First responders are placed in so many challenging situations that impact their faith. The National Center for Chaplain Development, a nonprofit organization, provides support and emotional assistance.
“I will look with favor on the faithful in the land, so that they may live with me; whoever walks in the way that is blameless shall minister to me.” —Psalm 101:6
Ken Schlenker, founder of the center, explains, “What we are trying to do is equip people to come alongside our first-responder community. They are our modern day warriors, the heroes of today. We are trying to be first responders to the first responders.”
Larry Grihalva with the California State Firefighters Association said, “I wish I had this 20 years ago. How do you tell someone their loved one has died? It’s a very difficult thing and we’re not really trained what to say and what not to say. That not only helps us in our patient care, but it makes ourselves healthy when we go home to our families, so we don’t take the stress home with us.”
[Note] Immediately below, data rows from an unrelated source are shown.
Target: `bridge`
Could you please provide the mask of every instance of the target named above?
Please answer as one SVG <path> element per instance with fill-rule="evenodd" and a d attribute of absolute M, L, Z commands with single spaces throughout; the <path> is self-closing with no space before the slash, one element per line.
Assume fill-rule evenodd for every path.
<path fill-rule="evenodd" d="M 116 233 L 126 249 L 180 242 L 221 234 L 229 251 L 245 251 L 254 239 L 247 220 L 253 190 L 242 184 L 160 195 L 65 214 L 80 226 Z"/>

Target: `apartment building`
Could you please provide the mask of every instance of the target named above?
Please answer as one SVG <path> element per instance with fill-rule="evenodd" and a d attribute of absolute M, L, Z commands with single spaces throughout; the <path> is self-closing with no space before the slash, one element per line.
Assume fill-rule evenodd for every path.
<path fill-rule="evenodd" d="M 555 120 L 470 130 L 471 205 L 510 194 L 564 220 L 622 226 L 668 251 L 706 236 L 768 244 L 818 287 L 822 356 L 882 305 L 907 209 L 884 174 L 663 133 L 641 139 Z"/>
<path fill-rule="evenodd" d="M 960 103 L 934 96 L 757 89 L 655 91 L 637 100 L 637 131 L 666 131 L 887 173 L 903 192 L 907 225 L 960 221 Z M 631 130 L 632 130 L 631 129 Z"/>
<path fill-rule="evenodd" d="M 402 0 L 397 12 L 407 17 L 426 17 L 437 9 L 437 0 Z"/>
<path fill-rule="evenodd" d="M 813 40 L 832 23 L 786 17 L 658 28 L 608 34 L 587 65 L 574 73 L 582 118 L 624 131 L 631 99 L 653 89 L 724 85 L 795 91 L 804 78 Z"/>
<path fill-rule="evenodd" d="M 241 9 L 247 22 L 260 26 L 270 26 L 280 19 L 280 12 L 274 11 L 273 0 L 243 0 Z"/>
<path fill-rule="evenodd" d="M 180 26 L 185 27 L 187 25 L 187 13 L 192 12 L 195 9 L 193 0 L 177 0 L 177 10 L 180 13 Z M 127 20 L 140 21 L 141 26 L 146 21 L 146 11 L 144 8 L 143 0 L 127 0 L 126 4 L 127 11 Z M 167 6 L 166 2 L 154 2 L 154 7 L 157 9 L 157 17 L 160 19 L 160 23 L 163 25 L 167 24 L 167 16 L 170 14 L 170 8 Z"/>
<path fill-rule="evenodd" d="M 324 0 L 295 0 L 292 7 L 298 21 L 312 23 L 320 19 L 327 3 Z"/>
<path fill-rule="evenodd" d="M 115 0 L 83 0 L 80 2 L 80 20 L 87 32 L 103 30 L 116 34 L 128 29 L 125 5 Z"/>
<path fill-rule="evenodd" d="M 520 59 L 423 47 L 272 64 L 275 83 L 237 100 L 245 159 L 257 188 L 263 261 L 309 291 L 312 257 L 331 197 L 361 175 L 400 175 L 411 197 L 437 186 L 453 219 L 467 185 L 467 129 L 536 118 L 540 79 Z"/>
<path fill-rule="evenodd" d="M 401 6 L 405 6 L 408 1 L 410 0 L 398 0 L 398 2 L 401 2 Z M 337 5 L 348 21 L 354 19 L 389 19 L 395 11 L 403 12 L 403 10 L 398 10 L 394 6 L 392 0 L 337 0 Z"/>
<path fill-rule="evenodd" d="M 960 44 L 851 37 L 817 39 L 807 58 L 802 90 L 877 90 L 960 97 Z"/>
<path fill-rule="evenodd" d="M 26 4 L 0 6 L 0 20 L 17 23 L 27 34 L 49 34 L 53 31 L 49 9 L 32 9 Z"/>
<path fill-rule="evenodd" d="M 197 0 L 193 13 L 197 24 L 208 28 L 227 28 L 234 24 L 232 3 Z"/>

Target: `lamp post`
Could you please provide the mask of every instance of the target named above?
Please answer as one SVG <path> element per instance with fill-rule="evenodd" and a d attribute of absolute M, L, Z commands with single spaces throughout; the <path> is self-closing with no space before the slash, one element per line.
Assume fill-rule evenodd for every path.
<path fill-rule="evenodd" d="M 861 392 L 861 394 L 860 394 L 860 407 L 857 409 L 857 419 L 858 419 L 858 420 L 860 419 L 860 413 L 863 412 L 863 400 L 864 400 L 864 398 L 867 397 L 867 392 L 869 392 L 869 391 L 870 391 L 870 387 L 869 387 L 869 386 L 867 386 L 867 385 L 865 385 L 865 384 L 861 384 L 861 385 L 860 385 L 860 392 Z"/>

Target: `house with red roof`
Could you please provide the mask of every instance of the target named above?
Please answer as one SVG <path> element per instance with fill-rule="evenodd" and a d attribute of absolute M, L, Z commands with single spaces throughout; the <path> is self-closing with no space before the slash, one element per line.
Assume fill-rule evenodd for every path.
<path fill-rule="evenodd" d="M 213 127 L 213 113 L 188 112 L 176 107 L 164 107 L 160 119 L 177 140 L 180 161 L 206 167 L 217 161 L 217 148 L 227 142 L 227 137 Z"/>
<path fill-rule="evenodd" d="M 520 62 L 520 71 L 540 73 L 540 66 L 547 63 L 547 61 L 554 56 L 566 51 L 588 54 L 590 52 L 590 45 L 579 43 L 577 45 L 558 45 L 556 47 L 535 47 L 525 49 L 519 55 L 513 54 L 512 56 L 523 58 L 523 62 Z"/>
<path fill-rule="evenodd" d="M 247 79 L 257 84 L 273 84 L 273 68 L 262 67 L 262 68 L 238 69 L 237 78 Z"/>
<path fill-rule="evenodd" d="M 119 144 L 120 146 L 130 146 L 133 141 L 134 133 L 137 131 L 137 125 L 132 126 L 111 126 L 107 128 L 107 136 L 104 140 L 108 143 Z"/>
“Other people don’t understand what we go through. So, I thought if I have something to offer, I need to use that to help the others, and that was really my motivation,” stated Tricia Higgins of the Chino Valley Fire District.
Ken Schlenker added, “We need to get in the situation as soon as we possibly can, as close to the scene as happens, with brief and simple interventions that can provide hope to the person, to give them the ability to decompress.”
Receiving spiritual help, as well as giving it when needed, is an important part of service. Stay open to both, so you can continue to grow and to give.
LORD GOD, as You pour into me, I can pour out to others. Help me to constantly look to You and to those who spiritually support me, as I also look for places to help others.